Kedrov Alexej, Wegmann Susanne, Smits Sander H J, Goswami Panchali, Baumann Hella, Muller Daniel J
Center of Biotechnology, TU Dresden, Dresden, Germany.
J Struct Biol. 2007 Aug;159(2):290-301. doi: 10.1016/j.jsb.2007.02.010. Epub 2007 Mar 12.
Integral membrane proteins are involved in virtually every cellular process. Precisely regulating these machineries would allow controlling many human and vertebrate diseases. Embedded into cellular membranes, membrane proteins establish molecular interactions that sensitively react to environmental changes and to molecular compounds, such as ligands or inhibitors. We applied atomic force microscopy (AFM) to image the Na(+)/H(+) antiporter MjNhaP1 from Methanococcus jannaschii, and single-molecule force spectroscopy (SMFS) to probe molecular interactions that drive the protein structure-function relationship. High-resolution AFM topographs showed the dimeric assembly of MjNhaP1 being reconstituted into a lipid bilayer. SMFS of MjNhaP1 unraveled molecular interactions stabilizing individual structural domains. Transmembrane domains exhibited certain probabilities to unfold individually or cooperatively with other domains resulting in different unfolding pathways. Helices VIII and X established pH sensitive interactions altering significantly upon MjNhaP1 activation, while removal of the ligand (Na(+)) destabilized the entire antiporter except helix VIII. It is assumed that Asp234/235 of helix VIII are involved in the ligand-binding site and that helix X plays a functional role in the activation of the transporter.

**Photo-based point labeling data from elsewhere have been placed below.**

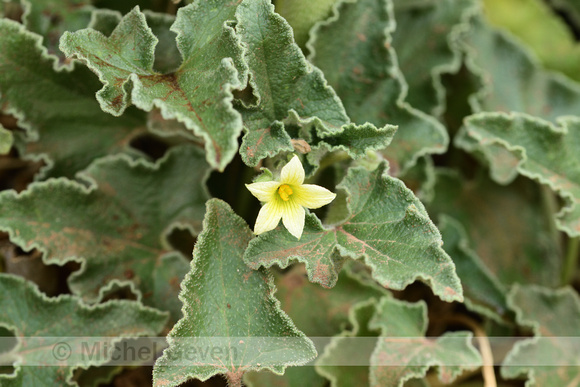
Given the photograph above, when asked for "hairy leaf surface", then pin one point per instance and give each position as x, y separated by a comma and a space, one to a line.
422, 41
549, 358
43, 321
57, 107
51, 18
518, 144
387, 226
298, 296
294, 99
511, 78
199, 93
353, 50
115, 228
525, 246
343, 350
484, 293
231, 305
403, 326
550, 38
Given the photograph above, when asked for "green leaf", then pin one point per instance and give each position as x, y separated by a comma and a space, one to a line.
511, 78
167, 56
226, 302
388, 227
518, 144
484, 294
117, 227
550, 38
570, 7
424, 52
6, 140
39, 323
403, 326
351, 49
294, 99
302, 15
57, 107
198, 94
343, 349
548, 359
51, 18
508, 226
333, 306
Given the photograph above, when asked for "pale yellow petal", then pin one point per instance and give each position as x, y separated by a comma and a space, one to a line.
312, 196
268, 217
293, 218
264, 191
292, 173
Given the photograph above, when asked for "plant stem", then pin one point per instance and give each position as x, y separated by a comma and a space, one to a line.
487, 370
571, 261
550, 207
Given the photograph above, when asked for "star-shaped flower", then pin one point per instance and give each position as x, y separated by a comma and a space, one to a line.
287, 198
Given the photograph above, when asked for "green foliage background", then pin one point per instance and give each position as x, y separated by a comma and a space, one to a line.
449, 129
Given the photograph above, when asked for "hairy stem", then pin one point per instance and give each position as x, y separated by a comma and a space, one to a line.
571, 261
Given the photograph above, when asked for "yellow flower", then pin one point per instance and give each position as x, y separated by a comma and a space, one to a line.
286, 199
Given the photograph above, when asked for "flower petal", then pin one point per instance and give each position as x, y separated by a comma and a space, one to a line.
313, 196
293, 218
264, 191
292, 173
268, 217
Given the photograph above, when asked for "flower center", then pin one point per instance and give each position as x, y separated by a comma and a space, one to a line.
285, 191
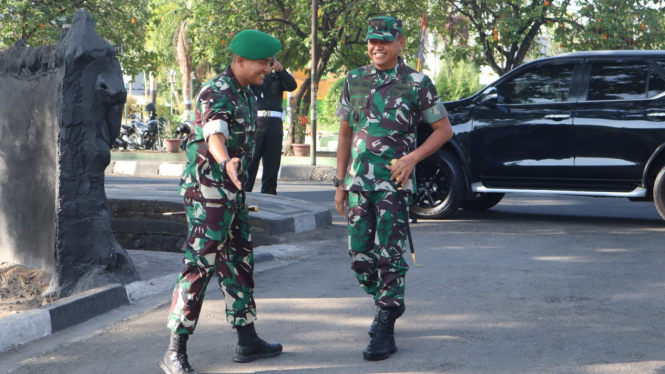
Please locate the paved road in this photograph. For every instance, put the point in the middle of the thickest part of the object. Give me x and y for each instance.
(537, 285)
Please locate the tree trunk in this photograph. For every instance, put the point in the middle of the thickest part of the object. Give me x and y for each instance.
(185, 62)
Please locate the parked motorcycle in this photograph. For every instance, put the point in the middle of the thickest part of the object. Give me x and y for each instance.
(182, 133)
(122, 142)
(146, 135)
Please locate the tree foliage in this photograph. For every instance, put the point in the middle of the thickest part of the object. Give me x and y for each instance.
(504, 31)
(457, 80)
(611, 24)
(39, 22)
(342, 26)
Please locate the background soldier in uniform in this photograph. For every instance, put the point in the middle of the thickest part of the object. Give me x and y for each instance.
(380, 107)
(219, 241)
(269, 132)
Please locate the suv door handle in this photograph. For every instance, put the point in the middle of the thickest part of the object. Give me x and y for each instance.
(557, 117)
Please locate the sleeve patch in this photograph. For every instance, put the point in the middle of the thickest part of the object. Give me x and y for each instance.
(217, 126)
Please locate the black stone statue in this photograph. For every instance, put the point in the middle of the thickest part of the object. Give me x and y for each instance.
(60, 109)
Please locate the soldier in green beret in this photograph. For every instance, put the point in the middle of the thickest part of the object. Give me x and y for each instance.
(380, 107)
(219, 241)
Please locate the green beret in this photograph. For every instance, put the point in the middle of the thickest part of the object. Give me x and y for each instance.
(384, 28)
(254, 45)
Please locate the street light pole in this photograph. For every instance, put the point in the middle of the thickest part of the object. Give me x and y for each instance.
(314, 85)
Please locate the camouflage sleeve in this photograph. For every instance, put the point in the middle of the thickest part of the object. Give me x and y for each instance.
(343, 111)
(431, 107)
(216, 113)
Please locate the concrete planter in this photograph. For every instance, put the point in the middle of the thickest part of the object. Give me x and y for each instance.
(172, 145)
(301, 150)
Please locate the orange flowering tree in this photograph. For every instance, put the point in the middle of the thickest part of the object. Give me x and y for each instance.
(39, 22)
(613, 24)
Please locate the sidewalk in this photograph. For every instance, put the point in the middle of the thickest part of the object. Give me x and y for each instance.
(174, 169)
(158, 271)
(143, 207)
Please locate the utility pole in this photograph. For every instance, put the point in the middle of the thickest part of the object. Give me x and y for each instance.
(314, 87)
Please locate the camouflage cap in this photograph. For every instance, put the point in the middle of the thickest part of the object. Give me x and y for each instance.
(384, 28)
(254, 45)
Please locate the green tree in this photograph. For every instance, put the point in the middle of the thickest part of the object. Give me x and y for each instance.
(612, 24)
(504, 31)
(457, 80)
(39, 22)
(341, 31)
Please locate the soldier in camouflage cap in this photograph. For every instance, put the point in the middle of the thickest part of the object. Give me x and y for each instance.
(219, 241)
(380, 106)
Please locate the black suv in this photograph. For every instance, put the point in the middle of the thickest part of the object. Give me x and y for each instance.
(582, 123)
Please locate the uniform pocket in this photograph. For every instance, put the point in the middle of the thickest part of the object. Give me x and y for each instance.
(396, 115)
(359, 110)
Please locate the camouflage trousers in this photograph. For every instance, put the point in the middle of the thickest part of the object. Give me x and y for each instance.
(219, 242)
(377, 234)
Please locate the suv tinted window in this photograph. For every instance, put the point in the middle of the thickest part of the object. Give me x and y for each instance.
(546, 84)
(656, 82)
(618, 81)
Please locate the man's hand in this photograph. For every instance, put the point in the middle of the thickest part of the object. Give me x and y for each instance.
(277, 66)
(341, 201)
(232, 167)
(402, 169)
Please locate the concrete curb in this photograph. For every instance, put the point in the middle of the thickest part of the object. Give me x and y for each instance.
(22, 328)
(175, 169)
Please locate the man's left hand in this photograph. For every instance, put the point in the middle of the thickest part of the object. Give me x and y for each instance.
(401, 171)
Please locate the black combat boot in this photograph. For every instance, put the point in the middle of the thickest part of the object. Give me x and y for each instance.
(375, 322)
(175, 359)
(250, 346)
(382, 344)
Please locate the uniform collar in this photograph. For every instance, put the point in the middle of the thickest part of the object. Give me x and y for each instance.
(392, 73)
(235, 86)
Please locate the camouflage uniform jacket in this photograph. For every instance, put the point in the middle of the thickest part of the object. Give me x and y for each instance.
(222, 106)
(384, 108)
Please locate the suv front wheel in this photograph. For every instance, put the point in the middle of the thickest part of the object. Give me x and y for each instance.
(659, 192)
(440, 186)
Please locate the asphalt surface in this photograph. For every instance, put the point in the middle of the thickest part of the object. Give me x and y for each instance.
(536, 285)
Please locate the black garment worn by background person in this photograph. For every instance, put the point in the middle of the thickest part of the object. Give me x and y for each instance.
(269, 131)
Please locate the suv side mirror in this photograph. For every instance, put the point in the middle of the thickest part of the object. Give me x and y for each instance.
(489, 97)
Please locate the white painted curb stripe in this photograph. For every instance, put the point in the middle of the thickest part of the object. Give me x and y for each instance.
(24, 327)
(124, 167)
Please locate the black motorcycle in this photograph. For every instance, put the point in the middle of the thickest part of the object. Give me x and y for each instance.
(122, 142)
(182, 133)
(146, 135)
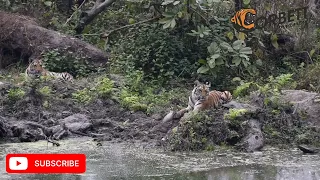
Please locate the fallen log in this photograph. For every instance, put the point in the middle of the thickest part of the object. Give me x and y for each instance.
(24, 35)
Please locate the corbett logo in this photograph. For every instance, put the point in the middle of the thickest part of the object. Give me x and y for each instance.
(245, 20)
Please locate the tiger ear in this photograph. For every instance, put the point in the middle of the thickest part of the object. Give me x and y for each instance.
(196, 83)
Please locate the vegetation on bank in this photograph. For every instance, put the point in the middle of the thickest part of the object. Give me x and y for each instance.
(156, 62)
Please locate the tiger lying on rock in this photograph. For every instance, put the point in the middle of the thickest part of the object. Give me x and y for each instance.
(202, 98)
(35, 70)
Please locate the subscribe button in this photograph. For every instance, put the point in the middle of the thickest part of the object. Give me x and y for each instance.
(46, 163)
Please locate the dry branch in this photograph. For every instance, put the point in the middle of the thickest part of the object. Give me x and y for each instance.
(24, 35)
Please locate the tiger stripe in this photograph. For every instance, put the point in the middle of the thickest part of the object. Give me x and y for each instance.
(35, 70)
(202, 98)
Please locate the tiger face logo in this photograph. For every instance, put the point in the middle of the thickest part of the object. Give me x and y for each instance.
(244, 20)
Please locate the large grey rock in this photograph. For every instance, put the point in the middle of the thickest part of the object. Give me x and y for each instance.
(238, 105)
(254, 140)
(308, 102)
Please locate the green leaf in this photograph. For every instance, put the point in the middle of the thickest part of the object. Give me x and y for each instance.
(312, 52)
(236, 79)
(215, 56)
(244, 56)
(213, 48)
(212, 63)
(164, 20)
(86, 30)
(168, 24)
(168, 14)
(275, 44)
(167, 2)
(246, 2)
(203, 69)
(226, 46)
(259, 62)
(229, 35)
(246, 50)
(173, 23)
(219, 61)
(241, 36)
(261, 44)
(237, 44)
(176, 2)
(202, 61)
(236, 60)
(245, 63)
(48, 3)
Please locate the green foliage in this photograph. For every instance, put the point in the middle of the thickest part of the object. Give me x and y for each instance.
(15, 94)
(132, 102)
(272, 87)
(156, 52)
(309, 77)
(45, 90)
(234, 113)
(104, 87)
(54, 61)
(219, 55)
(147, 97)
(82, 96)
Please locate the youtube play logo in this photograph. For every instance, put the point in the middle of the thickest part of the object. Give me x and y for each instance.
(46, 163)
(18, 163)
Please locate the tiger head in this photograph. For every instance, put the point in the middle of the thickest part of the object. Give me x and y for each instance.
(226, 96)
(201, 91)
(244, 19)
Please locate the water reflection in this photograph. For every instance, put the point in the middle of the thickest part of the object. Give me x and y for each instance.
(115, 161)
(248, 172)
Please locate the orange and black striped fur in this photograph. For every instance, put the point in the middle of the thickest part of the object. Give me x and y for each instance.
(202, 98)
(36, 69)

整合膜蛋白几乎参与了每一个细胞过程。精确调控这些机制将有助于控制许多人类和脊椎动物疾病。膜蛋白嵌入细胞膜中,建立起对环境变化以及配体或抑制剂等分子化合物敏感反应的分子相互作用。我们应用原子力显微镜(AFM)对詹氏甲烷球菌的Na(+)/H(+)反向转运蛋白MjNhaP1进行成像,并运用单分子力谱(SMFS)来探测驱动该蛋白质结构-功能关系的分子相互作用。高分辨率AFM形貌图显示MjNhaP1的二聚体组装体被重构到脂质双层中。MjNhaP1的SMFS揭示了稳定各个结构域的分子相互作用。跨膜结构域展现出单独展开或与其他结构域协同展开的特定概率,从而导致不同的展开途径。螺旋VIII和X建立了对pH敏感的相互作用,在MjNhaP1激活时会发生显著变化,而去除配体(Na(+))会使除螺旋VIII之外的整个反向转运蛋白不稳定。据推测,螺旋VIII的Asp234/235参与配体结合位点,并且螺旋X在转运蛋白的激活中发挥功能作用。